UTF-8 in source code (Re: [Python-Dev] Internationalization Toolkit)

Tim Peters tim_one@email.msn.com
Fri, 12 Nov 1999 00:18:09 -0500


[MAL]
> ...
> The conversion goes as follows:
> · for single characters (and this includes all \XXX sequences
>   except \uXXXX), take the ordinal and interpret it as Unicode
>   ordinal for \uXXXX sequences, insert the Unicode character
>   with ordinal 0xXXXX instead

Perfect!

[about "raw" Unicode strings]
> ...
> Not sure whether we really need to make this even more complicated...
> The \uXXXX strings look ugly, adding a few \\\\ for e.g. REs or
> filenames won't hurt much in the context of those \uXXXX monsters :-)

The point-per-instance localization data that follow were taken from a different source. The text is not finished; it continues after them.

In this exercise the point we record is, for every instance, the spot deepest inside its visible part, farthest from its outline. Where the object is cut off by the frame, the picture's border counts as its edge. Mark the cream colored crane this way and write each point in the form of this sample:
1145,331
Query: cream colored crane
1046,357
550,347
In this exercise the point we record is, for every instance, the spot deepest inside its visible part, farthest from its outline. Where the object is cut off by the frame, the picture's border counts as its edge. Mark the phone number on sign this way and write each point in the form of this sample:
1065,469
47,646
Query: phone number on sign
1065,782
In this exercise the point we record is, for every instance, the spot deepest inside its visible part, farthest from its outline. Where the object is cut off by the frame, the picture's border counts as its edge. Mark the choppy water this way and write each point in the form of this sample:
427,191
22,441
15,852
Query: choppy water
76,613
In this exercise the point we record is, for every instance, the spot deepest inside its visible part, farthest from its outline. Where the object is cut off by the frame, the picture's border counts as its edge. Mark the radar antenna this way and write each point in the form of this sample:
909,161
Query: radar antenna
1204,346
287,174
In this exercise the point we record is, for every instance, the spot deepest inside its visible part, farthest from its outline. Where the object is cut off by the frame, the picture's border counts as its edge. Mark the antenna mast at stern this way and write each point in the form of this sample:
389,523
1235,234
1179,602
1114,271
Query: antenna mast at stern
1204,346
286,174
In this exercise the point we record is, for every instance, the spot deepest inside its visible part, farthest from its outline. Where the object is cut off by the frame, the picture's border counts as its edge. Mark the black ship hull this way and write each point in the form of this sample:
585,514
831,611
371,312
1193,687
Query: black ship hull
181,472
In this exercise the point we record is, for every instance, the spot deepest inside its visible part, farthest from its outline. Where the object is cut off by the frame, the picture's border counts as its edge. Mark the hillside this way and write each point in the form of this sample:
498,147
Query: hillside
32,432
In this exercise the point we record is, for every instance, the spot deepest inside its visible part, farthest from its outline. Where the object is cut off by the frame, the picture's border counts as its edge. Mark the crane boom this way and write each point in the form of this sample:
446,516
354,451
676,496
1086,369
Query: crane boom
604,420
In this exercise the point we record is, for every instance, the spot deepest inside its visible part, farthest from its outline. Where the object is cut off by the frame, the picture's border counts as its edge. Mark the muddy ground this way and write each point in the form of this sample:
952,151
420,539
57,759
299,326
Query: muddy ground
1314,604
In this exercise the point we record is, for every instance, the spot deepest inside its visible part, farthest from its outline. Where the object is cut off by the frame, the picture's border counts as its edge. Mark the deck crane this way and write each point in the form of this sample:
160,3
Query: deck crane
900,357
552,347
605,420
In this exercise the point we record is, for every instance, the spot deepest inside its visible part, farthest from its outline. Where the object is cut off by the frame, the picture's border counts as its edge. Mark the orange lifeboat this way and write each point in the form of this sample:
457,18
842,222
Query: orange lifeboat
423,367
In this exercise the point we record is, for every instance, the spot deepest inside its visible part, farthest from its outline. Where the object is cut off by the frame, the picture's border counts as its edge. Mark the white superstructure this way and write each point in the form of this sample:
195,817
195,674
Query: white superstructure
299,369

Alas, this won't stand over the long term.  Eventually people will write
Python using nothing but Unicode strings -- "regular strings" will
eventurally become a backward compatibility headache <0.7 wink>.  IOW,
Unicode regexps and Unicode docstrings and Unicode formatting ops ...
nothing will escape.  Nor should it.

I don't think it all needs to be done at once, though -- existing languages
usually take years to graft in gimmicks to cover all the fine points.  So,
happy to let raw Unicode strings pass for now, as a relatively minor point,
but without agreeing it can be ignored forever.

> ...
> BTW, if you want to type in UTF-8 strings and have them converted
> to Unicode, you can use the standard:
>
> u = unicode('...string with UTF-8 encoded characters...','utf-8')

That's what I figured, and thanks for the confirmation.